There are plenty of use cases for a VPN, but just like any other technology or service, you need to know what it actually does so you know what it actually achieves or doesn't achieve.

[-] DeadNinja@lemmy.world 11 points 10 months ago

Whenever I hear this argument

"Most people are not interesting enough to profile, so they don't need this XYZ privacy tool.."

I always have this ready as a counter argument

"Only a stupid person would not care about pickpockets just because his wallet does not have much cash - a pickpocket will not ask you how much cash you have before picking your wallet, and even if your wallet turns up to be empty, the pickpocket is not going to be a gentleman and return that to you.

Tracking/profiling for Ads on the internet happen en masse; you are just one of a million data points that build a profile - it doesn't care whether you as an individual are interesting or not".

[-] wagoner@infosec.pub 2 points 10 months ago

Also, most "interesting" people were once not interesting at all.

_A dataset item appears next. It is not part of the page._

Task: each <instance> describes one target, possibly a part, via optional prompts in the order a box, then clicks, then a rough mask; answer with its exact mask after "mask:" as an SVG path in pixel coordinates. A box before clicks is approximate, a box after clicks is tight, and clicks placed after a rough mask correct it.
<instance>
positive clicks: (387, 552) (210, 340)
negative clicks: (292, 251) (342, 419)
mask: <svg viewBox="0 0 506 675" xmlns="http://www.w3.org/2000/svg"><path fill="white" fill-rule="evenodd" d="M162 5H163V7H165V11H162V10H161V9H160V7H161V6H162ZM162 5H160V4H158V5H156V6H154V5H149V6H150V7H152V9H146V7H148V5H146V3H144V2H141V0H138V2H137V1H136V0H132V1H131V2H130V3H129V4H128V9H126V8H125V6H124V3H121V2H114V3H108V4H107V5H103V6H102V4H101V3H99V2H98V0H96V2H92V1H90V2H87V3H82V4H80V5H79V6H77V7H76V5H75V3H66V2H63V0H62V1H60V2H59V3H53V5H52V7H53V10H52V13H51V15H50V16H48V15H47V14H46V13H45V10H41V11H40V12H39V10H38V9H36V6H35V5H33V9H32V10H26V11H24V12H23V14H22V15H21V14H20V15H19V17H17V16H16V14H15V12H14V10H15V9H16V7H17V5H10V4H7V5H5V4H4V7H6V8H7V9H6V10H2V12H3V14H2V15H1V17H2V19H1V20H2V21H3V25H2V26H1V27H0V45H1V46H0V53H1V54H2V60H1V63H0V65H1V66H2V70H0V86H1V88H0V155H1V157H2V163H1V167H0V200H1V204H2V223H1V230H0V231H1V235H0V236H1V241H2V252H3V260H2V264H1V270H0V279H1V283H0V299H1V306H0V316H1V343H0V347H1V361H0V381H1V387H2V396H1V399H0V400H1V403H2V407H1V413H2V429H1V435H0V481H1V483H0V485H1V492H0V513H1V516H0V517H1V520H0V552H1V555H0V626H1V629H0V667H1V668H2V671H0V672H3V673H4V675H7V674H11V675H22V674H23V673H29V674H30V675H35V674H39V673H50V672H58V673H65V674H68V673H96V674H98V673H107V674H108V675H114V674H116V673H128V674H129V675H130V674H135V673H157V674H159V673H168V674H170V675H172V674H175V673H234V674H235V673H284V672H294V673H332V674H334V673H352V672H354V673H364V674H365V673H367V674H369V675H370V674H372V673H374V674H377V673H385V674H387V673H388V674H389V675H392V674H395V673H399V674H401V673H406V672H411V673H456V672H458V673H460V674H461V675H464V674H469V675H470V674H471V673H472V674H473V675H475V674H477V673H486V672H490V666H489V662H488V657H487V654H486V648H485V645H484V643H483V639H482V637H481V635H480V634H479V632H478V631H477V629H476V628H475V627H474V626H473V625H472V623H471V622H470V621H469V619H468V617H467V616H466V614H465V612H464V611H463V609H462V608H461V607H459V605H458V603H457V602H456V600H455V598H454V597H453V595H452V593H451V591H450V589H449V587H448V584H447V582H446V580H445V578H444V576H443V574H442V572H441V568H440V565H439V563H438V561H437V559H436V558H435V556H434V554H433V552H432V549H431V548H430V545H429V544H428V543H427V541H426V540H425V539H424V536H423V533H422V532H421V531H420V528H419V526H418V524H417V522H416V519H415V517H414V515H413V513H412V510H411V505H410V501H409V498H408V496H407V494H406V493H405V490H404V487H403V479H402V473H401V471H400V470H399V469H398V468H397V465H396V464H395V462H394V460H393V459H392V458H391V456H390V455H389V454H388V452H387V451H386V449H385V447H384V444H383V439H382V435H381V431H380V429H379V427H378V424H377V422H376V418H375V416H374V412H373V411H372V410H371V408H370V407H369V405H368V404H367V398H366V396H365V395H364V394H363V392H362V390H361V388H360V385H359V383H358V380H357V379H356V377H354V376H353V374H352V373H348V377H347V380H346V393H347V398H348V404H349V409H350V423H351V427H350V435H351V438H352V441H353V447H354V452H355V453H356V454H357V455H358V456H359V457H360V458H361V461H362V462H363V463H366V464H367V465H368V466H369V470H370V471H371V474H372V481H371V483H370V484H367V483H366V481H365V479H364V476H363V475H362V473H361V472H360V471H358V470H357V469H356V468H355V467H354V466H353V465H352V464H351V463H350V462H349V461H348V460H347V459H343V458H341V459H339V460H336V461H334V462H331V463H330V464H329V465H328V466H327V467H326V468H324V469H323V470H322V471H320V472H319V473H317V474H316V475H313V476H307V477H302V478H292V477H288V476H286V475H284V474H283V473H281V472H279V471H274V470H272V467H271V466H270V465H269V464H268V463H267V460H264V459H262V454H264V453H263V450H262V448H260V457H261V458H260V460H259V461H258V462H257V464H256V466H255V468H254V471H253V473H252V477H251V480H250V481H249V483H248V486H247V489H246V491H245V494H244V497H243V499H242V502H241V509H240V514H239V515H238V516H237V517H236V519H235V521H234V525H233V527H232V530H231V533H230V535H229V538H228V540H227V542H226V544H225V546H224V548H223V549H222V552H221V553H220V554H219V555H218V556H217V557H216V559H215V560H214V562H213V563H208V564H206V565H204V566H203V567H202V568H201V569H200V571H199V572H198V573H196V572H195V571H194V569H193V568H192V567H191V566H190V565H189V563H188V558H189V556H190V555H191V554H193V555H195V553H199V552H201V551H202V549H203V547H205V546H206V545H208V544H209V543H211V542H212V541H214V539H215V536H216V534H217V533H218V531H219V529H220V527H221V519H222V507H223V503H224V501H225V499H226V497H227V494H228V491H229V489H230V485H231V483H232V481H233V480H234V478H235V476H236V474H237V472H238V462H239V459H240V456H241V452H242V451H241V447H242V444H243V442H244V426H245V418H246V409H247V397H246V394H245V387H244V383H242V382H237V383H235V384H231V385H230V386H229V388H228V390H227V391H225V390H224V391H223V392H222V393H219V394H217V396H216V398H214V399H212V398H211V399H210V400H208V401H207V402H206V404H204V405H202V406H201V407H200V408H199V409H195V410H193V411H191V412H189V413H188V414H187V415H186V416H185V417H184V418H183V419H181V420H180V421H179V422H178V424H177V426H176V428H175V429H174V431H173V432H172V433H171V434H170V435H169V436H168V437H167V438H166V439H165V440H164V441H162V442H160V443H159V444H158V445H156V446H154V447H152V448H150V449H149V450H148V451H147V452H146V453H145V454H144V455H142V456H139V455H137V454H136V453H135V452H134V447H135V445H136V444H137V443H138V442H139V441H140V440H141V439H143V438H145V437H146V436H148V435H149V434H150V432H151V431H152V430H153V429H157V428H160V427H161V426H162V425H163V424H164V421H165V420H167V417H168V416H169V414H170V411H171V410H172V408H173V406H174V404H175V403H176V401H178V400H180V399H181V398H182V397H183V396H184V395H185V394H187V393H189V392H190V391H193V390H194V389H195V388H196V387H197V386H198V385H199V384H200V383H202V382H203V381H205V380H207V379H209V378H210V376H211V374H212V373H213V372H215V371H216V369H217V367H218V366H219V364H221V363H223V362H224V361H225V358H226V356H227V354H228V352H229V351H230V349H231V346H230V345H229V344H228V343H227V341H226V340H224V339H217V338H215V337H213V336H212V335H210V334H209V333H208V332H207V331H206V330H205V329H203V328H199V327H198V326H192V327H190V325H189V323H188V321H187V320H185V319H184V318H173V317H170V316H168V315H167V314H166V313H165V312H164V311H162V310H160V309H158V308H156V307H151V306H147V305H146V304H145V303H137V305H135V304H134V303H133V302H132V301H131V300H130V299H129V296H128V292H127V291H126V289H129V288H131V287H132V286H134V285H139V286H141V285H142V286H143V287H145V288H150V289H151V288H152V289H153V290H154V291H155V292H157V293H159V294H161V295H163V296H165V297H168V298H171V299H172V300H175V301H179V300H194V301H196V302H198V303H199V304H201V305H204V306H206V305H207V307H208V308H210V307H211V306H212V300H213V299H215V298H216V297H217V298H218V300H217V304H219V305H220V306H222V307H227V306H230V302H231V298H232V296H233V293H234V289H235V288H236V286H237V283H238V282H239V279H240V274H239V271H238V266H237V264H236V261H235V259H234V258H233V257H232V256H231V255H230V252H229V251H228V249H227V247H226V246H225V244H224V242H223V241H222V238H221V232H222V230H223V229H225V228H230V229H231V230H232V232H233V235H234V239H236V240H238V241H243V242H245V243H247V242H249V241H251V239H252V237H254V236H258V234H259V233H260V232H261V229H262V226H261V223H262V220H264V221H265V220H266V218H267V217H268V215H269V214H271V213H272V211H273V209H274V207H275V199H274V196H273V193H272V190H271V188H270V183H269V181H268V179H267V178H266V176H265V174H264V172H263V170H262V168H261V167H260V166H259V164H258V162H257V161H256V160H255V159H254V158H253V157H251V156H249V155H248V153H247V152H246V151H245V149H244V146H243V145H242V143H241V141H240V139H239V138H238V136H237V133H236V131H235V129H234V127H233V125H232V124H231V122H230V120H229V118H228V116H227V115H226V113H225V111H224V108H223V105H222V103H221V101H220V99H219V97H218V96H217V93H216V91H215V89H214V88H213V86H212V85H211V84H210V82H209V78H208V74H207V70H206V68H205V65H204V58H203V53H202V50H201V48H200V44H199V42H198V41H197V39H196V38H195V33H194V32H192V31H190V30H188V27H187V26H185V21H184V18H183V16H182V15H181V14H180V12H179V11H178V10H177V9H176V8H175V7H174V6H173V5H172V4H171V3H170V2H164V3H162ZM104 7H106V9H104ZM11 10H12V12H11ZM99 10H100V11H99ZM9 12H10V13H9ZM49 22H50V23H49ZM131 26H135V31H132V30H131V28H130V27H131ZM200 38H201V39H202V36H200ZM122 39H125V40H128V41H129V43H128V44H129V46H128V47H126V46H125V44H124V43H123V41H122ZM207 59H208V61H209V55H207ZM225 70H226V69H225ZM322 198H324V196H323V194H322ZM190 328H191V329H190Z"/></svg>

It's naive to think that data gathered on us in the past cannot be used in the future.

[-] mozz@mander.xyz 2 points 10 months ago

Tor Browser is both free, and a hell of a lot more secure.

[-] jet@hackertalks.com 1 points 10 months ago* (last edited 10 months ago)

Tor browser is not free. The cost is externalized. It is run by people who see value in the community.

If you use mullvad, or safing spn, your paying directly to support the network without externalized costs. Both are good options.

If you have the means, and ability, I highly recommend donating to run a Tor node or running one yourself.

https://donate.torproject.org/

[-] mozz@mander.xyz 2 points 10 months ago

Makes sense. I don't use Tor for much of anything, just have an awareness of it, but I do donate money to lemmy.world and SDF for pretty much exactly this reason.

[-] nyakojiru@lemmy.dbzer0.com 1 points 10 months ago

The big issue right now is that VPN services servers IP are getting massively banned from multiple platforms. There should something new araise to help on this.

[-] cmnybo@discuss.tchncs.de 1 points 10 months ago

A good use for a VPN is getting around CGNAT, however what most VPN providers have is useless for that because they don't allow client to client or inbound connections.